Um 5:00 Uhr morgens sah Cristina, eine Pflegestelle von Anca, kurz aus dem Fenster, um zu sehen, ob der Regen aufgehört hatte. Sie wollte, bevor sie zur Arbeit ging, ihre Pflegehunde und Katzen versorgen und dazu wartete sie auf eine Regenpause.

Cristina wollte sich schon vom Fenster weg drehen, als sie aus den Augenwinkel etwas in ihrem Garten umher huschen sah. Sie schaute genauer hin und sah 2 Welpen, nein - 3 Welpen in ihrem Vorgarten herum laufen.

Cristina ging hinaus und sammelte die 3 Welpen ein. Es waren zwei Mädchen und ein Junge.

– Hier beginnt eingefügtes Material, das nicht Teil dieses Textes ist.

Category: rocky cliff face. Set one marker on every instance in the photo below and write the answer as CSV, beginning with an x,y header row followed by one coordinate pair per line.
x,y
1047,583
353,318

Vielleicht so ca. 6 Wochen alt. Das Fell der Kleinen war feucht vom Regen, aber nicht richtig nass. Daher liegt die Vermutung nahe, dass Jemand die 3 Fellnäschen absichtlich in einer Regenpause in Cristinas Vorgarten gesetzt hat.

Die 3 Welpen waren sehr hungrig und verputzen ziemlich schnell das Nassfutter, welches Cristina den Dreien bereitstellte. Ansonsten sind alle Drei muntere, verschmuste Hundekinder und wir hoffen sehr, dass es bleibt und die Drei bald ihre erste Impfung bekommen können.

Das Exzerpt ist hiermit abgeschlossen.